You all know someone like me – when I walk into a wine shop, I like to walk up and down the aisles just looking at the many different types and styles of wine. And, to be honest, I enjoy the vastly different and creative wine label designs almost as much as I enjoy the wine itself. Recently, however, I realized that not all of us have the luxury of “judging a wine by its label” if you will.
No matter if you are a part-time or full-time wine drinker, the information on the label is the most important – when it comes down to purchasing a wine, those details, like the appellation, vintage, grape type, and style, are why people buy wine. Those details are what make the wine, so how do you ensure that all wine lovers have access to that information?
A quick Google search on “wines for the visually impaired” immediately pointed me to the infamous M. Chapoutier family of wines from the Rhône region of France. M. Chapoutier has been making wine since the early 1800s, and was the first wine producer to introduce Braille on its labels starting in 1996 with the Monier de la Sizeranne Hermitage wine. They have since expanded to include Braille on all wines bottled and sold by the Winery.
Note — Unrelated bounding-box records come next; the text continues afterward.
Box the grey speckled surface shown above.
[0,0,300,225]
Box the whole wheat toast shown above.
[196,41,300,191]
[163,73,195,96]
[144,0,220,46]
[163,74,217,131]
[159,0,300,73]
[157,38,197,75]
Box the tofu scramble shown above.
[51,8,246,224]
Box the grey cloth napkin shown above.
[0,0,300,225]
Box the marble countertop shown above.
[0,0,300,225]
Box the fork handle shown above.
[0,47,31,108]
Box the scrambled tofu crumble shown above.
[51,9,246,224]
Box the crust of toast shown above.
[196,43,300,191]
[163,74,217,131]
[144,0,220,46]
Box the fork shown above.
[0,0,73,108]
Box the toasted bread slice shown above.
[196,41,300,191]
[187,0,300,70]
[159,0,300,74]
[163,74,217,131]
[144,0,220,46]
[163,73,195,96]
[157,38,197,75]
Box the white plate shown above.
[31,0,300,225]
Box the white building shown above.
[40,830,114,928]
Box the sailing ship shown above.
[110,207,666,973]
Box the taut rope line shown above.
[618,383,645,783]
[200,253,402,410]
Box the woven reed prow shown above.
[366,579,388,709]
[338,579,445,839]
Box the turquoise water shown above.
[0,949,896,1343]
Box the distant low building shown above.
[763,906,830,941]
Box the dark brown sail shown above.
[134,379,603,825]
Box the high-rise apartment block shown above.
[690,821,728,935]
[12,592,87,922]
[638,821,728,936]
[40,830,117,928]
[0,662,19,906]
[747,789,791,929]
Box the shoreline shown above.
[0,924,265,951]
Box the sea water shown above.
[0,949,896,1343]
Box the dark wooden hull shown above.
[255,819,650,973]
Monier de la Sizeranne is a wine named for Mauriece Monier de la Sizeranne, a local “son” of the area who lost his sight at nine-years-old. He attended the National Institute for Blind Children, and then went on to become a professor at the institute and a lover of literature. The Sizeranne family is known for a small piece of land it owns in the Heritage appellation, a growing site from which Chapoutier sources fruit for the Monier de la Sizeranne.
In the early 1990s, Michel Chapoutier spent over a year researching and developing a printing press designed expressly to print Braille wine labels. “This noble gesture is one of the ways that Michel expresses his love and devotion for the terroir of his land,” says Katarina Maloney of Terlato Wines, “by paying homage to one of its most famous sons, Maurice Monier de la Sizeranne.”
Now, anyone who reads Braille can pick up a bottle of M. Chapoutier wine and find out where it is made (the appellation), the name of the wine, the vintage (year it was bottled), and the color (red, white or rosé). For any wine novice or lover, these are the most important pieces of information that wine labels offer, but haven’t always been accessible to everyone. Until now.